He added it would have been difficult for the city to hire employees to match the capabilities of The Lawrence Group. Be that as it may, the city must undertake that task soon, no matter how difficult. Although it is not unusual for a municipality to call in a consultant to help with planning and zoning, it is unusual for the consulting firm to become a de facto arm of government.
Craig Lewis is not only a principal of The Lawrence Group, which describes itself as "a building design, development and project delivery firm headquartered in St. Louis, Mo.," but is also the director of the city of Beaufort's Office of Civic Investment.
That arrangement raises questions about public governance. Also, Lewis's concession that his firm has not been as "diligent" as it should be in tracking its expenses raises very practical ones.
Verity sees the next few years as a transition period, in which plans drafted with consultants' help are brought to life by a yet-to-be-hired, full-time planning staff.
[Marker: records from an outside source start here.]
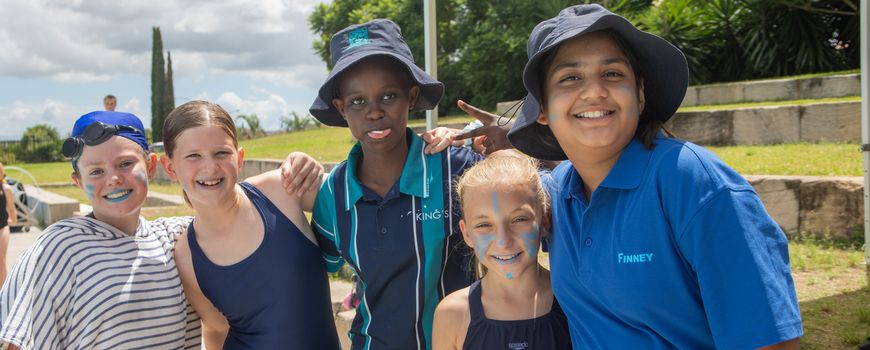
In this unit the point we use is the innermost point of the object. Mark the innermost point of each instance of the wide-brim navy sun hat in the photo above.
(662, 65)
(380, 37)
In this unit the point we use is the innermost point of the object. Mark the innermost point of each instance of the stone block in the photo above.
(766, 125)
(825, 122)
(770, 90)
(720, 94)
(781, 198)
(705, 127)
(831, 205)
(830, 86)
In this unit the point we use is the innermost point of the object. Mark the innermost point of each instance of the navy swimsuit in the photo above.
(276, 298)
(549, 331)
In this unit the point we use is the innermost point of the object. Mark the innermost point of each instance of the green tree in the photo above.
(39, 143)
(157, 85)
(168, 91)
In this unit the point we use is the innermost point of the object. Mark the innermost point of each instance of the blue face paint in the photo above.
(89, 191)
(481, 243)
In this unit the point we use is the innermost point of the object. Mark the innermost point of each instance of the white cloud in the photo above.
(83, 41)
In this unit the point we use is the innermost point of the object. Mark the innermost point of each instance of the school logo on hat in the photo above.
(379, 37)
(357, 37)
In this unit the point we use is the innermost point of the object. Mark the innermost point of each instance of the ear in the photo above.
(413, 94)
(76, 180)
(641, 99)
(241, 163)
(166, 163)
(151, 161)
(339, 105)
(465, 235)
(545, 224)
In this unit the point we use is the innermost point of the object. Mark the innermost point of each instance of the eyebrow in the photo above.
(575, 64)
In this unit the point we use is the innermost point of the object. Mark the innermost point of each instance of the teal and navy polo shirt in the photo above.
(674, 250)
(406, 247)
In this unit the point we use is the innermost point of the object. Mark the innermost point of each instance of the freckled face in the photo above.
(206, 163)
(114, 176)
(375, 99)
(592, 100)
(501, 224)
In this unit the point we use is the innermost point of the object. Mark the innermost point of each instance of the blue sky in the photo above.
(60, 57)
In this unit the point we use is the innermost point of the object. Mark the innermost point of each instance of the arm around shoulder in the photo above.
(214, 324)
(451, 321)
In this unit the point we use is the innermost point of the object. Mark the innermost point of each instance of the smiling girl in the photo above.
(107, 280)
(504, 209)
(249, 261)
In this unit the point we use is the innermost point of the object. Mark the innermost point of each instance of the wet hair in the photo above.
(508, 168)
(194, 114)
(647, 125)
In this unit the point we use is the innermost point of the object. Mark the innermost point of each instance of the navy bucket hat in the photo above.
(380, 37)
(662, 65)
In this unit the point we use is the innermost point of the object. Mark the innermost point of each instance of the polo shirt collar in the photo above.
(414, 180)
(626, 174)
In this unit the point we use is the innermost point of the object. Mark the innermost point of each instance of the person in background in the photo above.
(110, 102)
(8, 217)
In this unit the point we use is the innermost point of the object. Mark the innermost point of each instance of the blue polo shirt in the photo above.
(673, 250)
(406, 247)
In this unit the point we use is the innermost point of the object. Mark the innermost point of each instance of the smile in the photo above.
(210, 183)
(594, 114)
(506, 259)
(379, 134)
(118, 195)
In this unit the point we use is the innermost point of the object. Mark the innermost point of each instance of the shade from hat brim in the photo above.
(663, 66)
(533, 138)
(431, 90)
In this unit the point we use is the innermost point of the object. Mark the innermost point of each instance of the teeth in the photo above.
(593, 114)
(209, 182)
(506, 257)
(119, 194)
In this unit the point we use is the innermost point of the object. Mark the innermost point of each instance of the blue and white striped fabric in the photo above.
(87, 285)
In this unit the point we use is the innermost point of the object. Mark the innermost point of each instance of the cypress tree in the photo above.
(168, 91)
(157, 85)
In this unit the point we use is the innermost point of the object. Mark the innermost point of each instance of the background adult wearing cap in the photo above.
(388, 209)
(656, 242)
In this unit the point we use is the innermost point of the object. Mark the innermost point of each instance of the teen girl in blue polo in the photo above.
(388, 210)
(656, 243)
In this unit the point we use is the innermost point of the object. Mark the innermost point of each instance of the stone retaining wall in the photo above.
(774, 90)
(818, 122)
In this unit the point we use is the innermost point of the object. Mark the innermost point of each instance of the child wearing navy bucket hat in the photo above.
(107, 280)
(656, 243)
(388, 210)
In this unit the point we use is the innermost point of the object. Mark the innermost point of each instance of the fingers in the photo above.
(485, 117)
(312, 181)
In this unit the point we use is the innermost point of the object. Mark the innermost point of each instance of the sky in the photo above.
(60, 57)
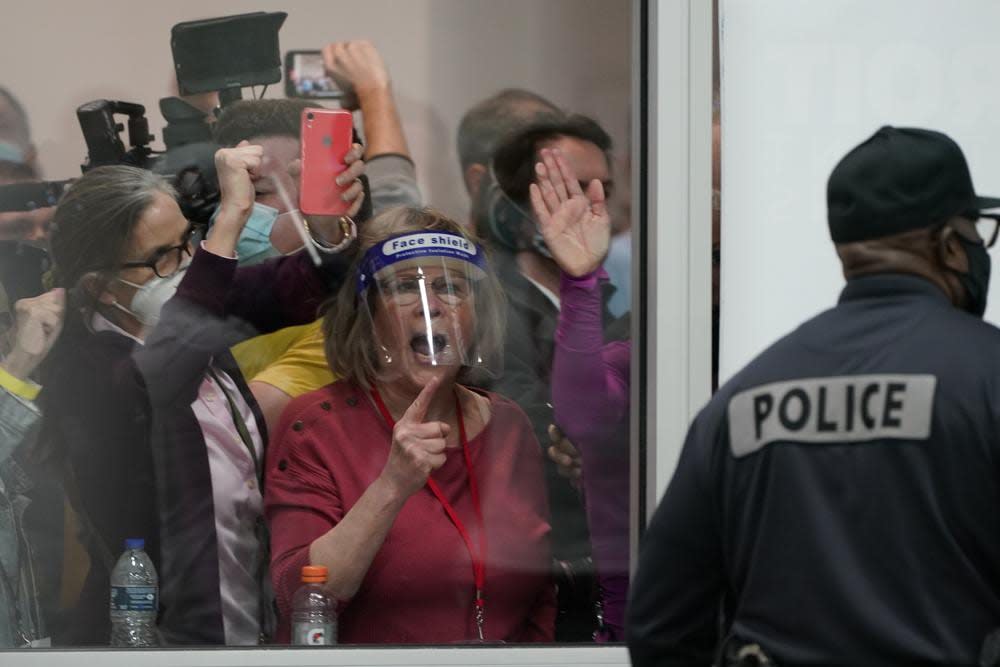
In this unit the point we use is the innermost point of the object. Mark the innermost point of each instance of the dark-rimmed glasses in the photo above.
(166, 262)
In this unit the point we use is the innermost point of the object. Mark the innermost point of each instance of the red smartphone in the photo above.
(326, 139)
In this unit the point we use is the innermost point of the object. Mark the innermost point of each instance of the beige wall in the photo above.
(443, 55)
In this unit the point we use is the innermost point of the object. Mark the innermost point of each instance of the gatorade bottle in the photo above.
(314, 611)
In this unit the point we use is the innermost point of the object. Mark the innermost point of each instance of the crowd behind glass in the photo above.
(446, 433)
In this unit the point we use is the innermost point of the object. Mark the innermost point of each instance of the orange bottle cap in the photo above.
(314, 574)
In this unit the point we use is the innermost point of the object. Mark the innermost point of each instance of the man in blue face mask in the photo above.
(837, 497)
(291, 362)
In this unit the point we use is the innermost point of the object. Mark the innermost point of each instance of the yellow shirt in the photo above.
(291, 359)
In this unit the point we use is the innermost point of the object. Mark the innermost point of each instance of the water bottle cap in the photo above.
(314, 574)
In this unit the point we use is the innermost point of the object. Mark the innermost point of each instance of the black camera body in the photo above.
(222, 55)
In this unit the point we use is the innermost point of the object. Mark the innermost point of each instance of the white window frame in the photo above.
(672, 342)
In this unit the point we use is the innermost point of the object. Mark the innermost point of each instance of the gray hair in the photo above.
(347, 331)
(94, 220)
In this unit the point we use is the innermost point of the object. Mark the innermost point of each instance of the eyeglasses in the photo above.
(166, 262)
(405, 291)
(988, 229)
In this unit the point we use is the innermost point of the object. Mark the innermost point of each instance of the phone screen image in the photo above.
(306, 76)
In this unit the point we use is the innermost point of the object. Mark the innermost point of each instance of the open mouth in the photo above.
(429, 346)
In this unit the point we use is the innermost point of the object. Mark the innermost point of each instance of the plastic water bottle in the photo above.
(314, 611)
(134, 598)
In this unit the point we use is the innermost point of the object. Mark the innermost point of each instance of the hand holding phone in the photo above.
(326, 140)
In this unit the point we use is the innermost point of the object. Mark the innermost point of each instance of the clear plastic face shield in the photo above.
(424, 295)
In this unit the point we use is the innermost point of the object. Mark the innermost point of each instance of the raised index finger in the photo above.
(567, 174)
(418, 409)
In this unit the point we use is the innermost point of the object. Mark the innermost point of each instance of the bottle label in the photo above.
(315, 634)
(133, 598)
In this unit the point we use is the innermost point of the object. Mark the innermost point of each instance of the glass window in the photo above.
(218, 411)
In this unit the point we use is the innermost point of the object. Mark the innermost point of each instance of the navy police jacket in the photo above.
(838, 501)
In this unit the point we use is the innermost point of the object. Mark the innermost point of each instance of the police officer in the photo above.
(837, 501)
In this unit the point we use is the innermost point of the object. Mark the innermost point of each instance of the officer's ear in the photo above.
(950, 252)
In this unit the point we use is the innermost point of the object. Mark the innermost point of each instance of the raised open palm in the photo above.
(575, 224)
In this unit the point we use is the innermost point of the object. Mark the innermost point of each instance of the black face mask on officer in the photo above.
(977, 280)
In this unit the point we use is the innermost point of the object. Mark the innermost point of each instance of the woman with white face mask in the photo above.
(153, 424)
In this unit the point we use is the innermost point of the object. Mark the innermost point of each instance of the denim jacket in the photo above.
(20, 619)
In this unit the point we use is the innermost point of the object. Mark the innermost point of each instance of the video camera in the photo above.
(220, 55)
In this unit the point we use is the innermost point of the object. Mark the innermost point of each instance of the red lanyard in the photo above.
(478, 560)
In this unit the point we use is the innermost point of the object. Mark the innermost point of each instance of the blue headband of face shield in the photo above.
(415, 245)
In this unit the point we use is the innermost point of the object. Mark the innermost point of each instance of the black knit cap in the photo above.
(898, 180)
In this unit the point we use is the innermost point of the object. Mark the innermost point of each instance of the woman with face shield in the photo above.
(155, 431)
(424, 498)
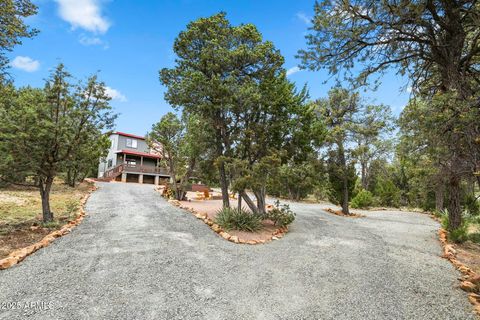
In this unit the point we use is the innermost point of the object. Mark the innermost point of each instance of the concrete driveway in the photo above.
(137, 257)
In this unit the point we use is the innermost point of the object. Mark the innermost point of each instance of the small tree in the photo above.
(180, 143)
(338, 113)
(435, 43)
(42, 130)
(216, 76)
(371, 136)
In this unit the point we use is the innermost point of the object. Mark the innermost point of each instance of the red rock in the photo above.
(224, 235)
(8, 262)
(475, 279)
(474, 298)
(468, 286)
(216, 228)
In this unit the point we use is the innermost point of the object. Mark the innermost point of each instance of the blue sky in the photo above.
(128, 42)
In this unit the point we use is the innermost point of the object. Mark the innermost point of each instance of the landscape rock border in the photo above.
(470, 280)
(276, 235)
(19, 255)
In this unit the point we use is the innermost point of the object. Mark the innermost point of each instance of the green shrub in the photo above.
(470, 205)
(363, 199)
(238, 219)
(388, 193)
(281, 215)
(458, 235)
(474, 237)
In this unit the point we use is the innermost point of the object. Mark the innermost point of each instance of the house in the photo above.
(131, 160)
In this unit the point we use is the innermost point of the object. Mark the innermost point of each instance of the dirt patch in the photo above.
(20, 238)
(20, 214)
(208, 209)
(340, 213)
(469, 254)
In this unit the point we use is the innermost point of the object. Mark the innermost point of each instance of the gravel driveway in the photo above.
(137, 257)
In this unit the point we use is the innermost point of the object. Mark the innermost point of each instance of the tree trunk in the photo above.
(45, 187)
(454, 208)
(239, 205)
(224, 186)
(364, 179)
(260, 195)
(249, 202)
(439, 196)
(343, 163)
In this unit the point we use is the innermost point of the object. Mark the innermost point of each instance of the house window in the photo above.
(132, 143)
(131, 162)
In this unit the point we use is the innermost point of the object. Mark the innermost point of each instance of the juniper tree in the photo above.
(435, 43)
(41, 130)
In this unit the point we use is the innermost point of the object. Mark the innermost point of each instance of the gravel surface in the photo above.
(137, 257)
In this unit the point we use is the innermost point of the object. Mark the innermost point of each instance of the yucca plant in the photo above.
(238, 219)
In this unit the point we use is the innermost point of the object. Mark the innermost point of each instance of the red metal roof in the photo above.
(138, 153)
(128, 135)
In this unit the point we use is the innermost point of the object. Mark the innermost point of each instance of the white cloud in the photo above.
(85, 14)
(25, 64)
(292, 71)
(306, 19)
(115, 94)
(90, 41)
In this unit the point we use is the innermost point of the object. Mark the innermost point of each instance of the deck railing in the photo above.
(115, 171)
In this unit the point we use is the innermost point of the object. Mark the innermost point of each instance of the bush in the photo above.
(363, 199)
(281, 215)
(458, 235)
(238, 219)
(470, 205)
(388, 193)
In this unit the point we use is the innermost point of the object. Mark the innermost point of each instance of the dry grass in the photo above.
(21, 213)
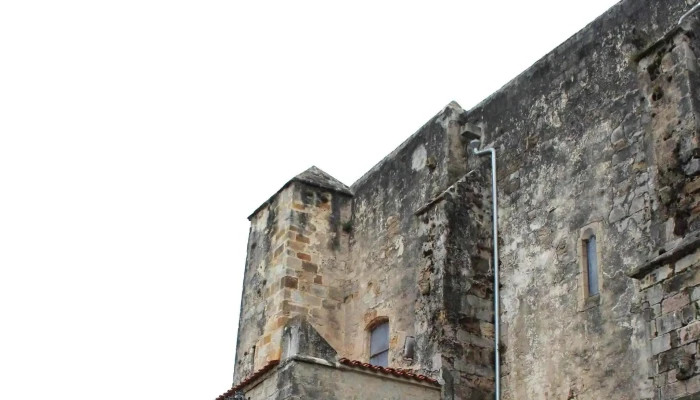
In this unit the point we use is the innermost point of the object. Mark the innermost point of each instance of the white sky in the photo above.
(137, 136)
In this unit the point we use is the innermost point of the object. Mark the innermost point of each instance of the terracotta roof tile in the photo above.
(255, 375)
(404, 373)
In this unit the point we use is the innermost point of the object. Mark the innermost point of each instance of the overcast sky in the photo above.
(137, 136)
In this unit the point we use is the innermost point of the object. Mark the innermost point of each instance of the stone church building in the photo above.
(385, 289)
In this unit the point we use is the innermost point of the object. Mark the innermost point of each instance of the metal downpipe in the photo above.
(496, 291)
(689, 13)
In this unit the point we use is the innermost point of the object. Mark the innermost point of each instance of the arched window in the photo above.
(379, 345)
(592, 266)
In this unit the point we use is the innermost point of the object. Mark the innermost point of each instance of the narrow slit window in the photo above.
(379, 345)
(592, 266)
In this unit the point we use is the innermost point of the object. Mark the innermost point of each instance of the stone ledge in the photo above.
(682, 249)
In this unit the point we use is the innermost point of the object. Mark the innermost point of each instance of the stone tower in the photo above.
(297, 255)
(598, 147)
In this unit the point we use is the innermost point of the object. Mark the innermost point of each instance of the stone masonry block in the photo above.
(654, 294)
(660, 344)
(687, 261)
(657, 276)
(690, 333)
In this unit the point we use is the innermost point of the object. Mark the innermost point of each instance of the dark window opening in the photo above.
(379, 345)
(592, 265)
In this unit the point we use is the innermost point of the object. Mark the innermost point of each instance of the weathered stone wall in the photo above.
(296, 266)
(386, 261)
(670, 300)
(573, 138)
(600, 137)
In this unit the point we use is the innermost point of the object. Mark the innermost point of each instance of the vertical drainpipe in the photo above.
(689, 13)
(496, 291)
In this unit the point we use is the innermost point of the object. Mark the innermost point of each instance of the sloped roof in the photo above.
(249, 379)
(313, 176)
(402, 373)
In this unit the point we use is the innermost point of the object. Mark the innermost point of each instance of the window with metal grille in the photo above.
(379, 345)
(592, 265)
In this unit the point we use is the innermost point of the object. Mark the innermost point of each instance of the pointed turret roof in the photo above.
(313, 176)
(316, 177)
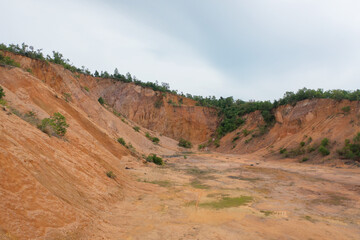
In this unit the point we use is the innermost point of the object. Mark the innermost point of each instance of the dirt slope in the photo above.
(185, 120)
(308, 121)
(52, 187)
(57, 188)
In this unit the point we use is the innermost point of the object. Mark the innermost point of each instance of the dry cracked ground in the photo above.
(208, 196)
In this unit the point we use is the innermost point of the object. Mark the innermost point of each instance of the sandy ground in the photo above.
(185, 200)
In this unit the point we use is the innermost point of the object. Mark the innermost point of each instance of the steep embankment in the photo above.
(165, 113)
(51, 187)
(309, 121)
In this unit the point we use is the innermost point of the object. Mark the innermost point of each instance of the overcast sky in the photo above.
(256, 49)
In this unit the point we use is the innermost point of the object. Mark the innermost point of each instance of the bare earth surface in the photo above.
(207, 196)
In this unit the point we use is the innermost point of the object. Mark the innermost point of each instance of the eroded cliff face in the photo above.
(167, 114)
(315, 119)
(52, 187)
(153, 110)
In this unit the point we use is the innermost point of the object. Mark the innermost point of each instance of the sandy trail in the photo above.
(209, 196)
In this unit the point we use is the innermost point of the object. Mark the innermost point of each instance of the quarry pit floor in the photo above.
(213, 196)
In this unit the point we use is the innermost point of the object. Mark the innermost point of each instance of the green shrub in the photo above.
(67, 97)
(122, 141)
(351, 150)
(155, 140)
(56, 125)
(110, 174)
(282, 150)
(311, 149)
(155, 159)
(8, 61)
(101, 101)
(2, 93)
(217, 143)
(304, 159)
(346, 109)
(323, 150)
(324, 142)
(248, 140)
(158, 103)
(246, 132)
(235, 138)
(184, 143)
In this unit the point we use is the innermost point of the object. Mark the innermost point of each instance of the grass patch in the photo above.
(228, 202)
(310, 219)
(155, 140)
(244, 178)
(184, 143)
(164, 183)
(111, 175)
(332, 199)
(197, 184)
(155, 159)
(267, 213)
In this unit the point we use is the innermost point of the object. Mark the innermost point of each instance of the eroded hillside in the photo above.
(89, 185)
(299, 129)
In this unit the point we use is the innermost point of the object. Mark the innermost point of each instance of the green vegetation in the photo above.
(155, 159)
(164, 183)
(351, 150)
(282, 150)
(325, 142)
(110, 174)
(323, 150)
(155, 140)
(304, 159)
(67, 97)
(197, 184)
(158, 103)
(101, 101)
(266, 212)
(184, 143)
(246, 132)
(231, 111)
(228, 202)
(56, 125)
(323, 147)
(8, 61)
(2, 93)
(121, 141)
(201, 146)
(346, 109)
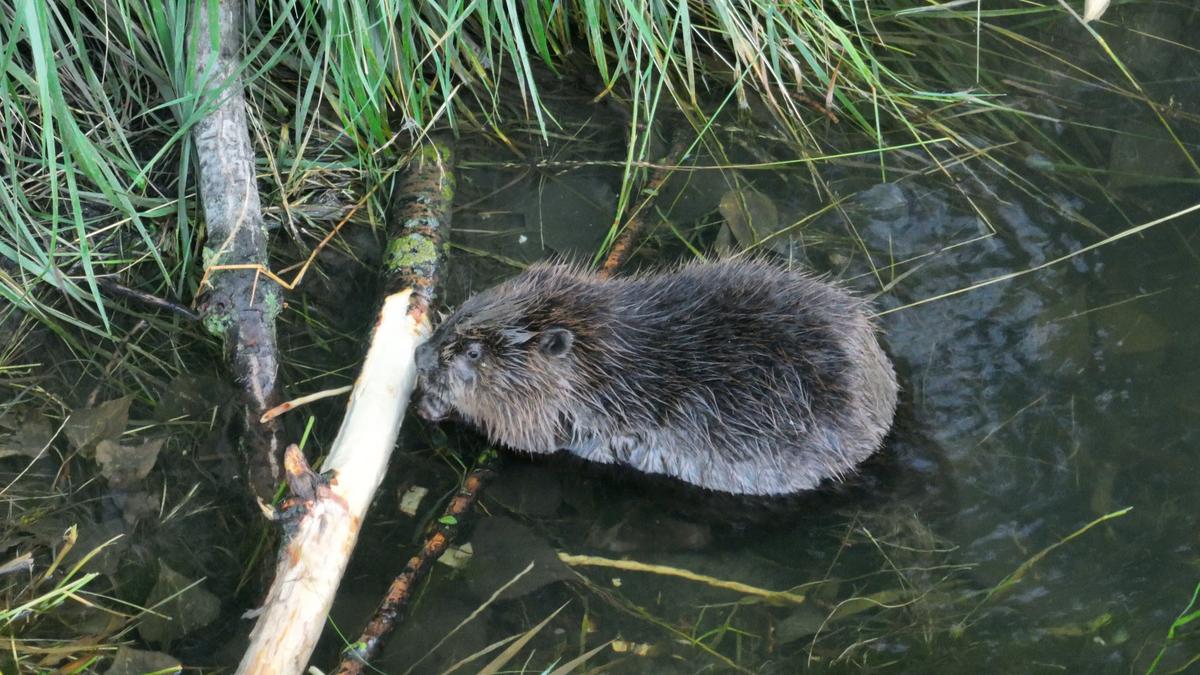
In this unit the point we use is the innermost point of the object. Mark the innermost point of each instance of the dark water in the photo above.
(1055, 402)
(1035, 511)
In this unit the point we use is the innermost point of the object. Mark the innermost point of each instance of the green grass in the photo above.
(96, 163)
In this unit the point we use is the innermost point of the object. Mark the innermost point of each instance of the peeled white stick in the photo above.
(315, 556)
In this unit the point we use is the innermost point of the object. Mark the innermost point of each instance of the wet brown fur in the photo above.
(736, 375)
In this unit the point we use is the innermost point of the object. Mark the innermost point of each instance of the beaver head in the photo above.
(505, 360)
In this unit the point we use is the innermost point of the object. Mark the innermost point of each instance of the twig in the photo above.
(118, 288)
(636, 222)
(288, 406)
(666, 571)
(311, 563)
(383, 622)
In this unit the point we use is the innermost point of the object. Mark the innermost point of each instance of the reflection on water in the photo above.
(1033, 407)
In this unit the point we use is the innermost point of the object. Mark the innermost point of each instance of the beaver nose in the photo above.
(426, 359)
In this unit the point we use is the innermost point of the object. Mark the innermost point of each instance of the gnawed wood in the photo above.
(331, 508)
(442, 533)
(234, 305)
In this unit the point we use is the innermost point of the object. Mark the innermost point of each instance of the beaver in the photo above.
(737, 375)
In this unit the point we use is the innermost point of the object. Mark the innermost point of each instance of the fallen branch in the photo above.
(636, 222)
(319, 544)
(383, 622)
(234, 306)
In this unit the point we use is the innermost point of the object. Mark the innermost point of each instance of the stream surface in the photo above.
(1037, 509)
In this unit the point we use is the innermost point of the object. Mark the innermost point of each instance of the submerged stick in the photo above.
(315, 556)
(234, 306)
(636, 222)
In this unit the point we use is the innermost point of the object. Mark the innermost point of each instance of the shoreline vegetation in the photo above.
(192, 232)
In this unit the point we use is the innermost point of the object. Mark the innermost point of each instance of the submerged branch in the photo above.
(442, 535)
(333, 506)
(234, 305)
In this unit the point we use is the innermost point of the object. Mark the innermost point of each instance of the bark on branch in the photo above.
(234, 305)
(375, 635)
(313, 559)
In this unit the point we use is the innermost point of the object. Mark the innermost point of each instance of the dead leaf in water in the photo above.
(1095, 9)
(189, 608)
(124, 465)
(135, 662)
(29, 438)
(751, 215)
(88, 426)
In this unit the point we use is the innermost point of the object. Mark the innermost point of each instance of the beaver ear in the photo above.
(556, 341)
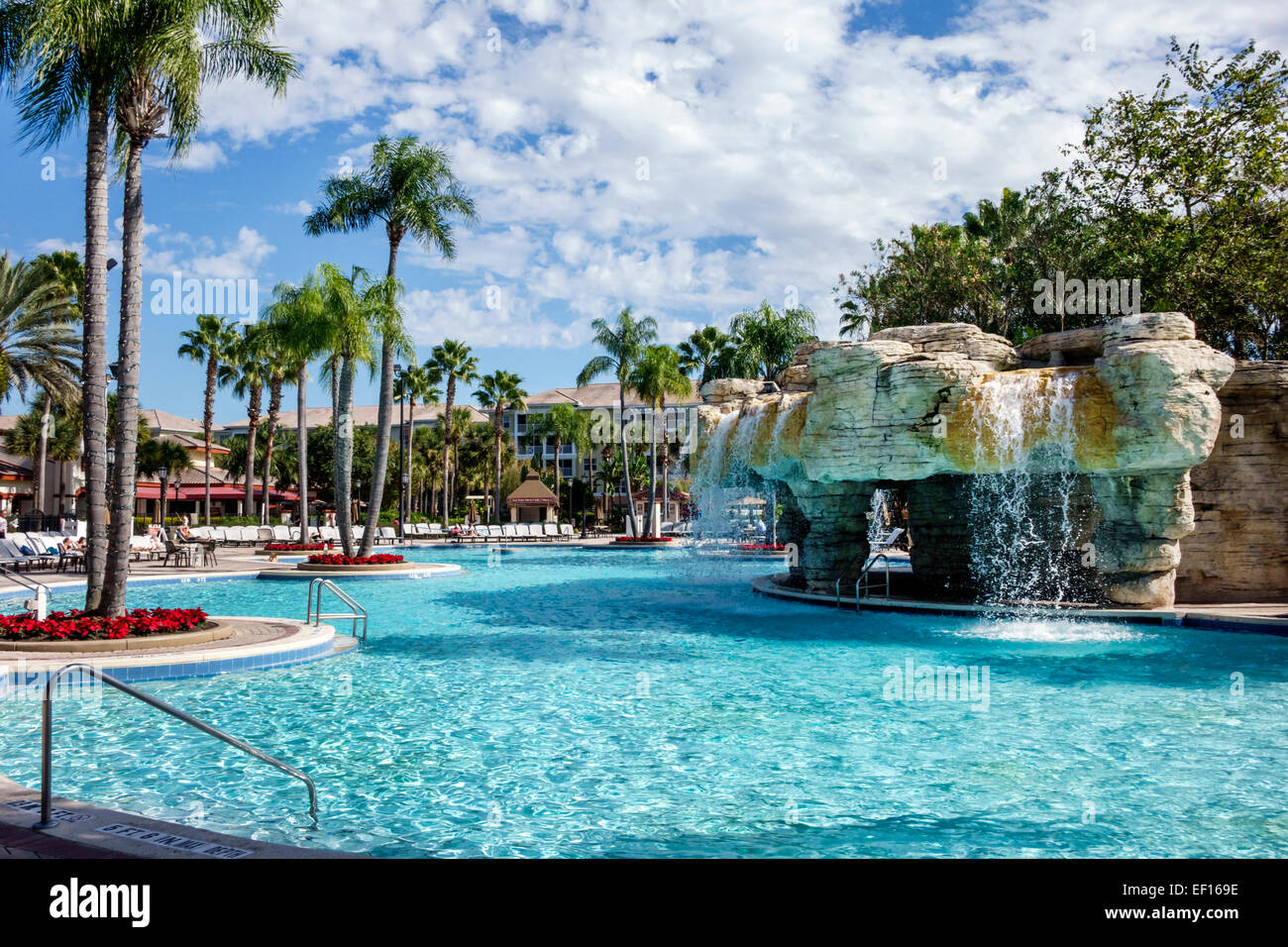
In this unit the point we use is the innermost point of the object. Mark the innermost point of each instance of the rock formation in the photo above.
(1127, 408)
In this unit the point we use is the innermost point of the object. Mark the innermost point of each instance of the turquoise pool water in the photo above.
(565, 702)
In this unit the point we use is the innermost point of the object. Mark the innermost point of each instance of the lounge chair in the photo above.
(884, 543)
Our only quibble with Verity's vision is the timeframe: There's no good reason to delay the transition beyond the length of the new contract with The Lawrence Group. The sooner municipal functions move in-house, under more direct city control, the better.
This is not to say that The Lawrence Group has done anything untoward or that public employees will be inherently better at managing multi-million-dollar grants or more prudent in their exercise of eminent domain -- tasks the city probably will soon be engaged in.
But it is recognition that municipal government alone is authorized to act in the interest of the public and is directly accountable to it.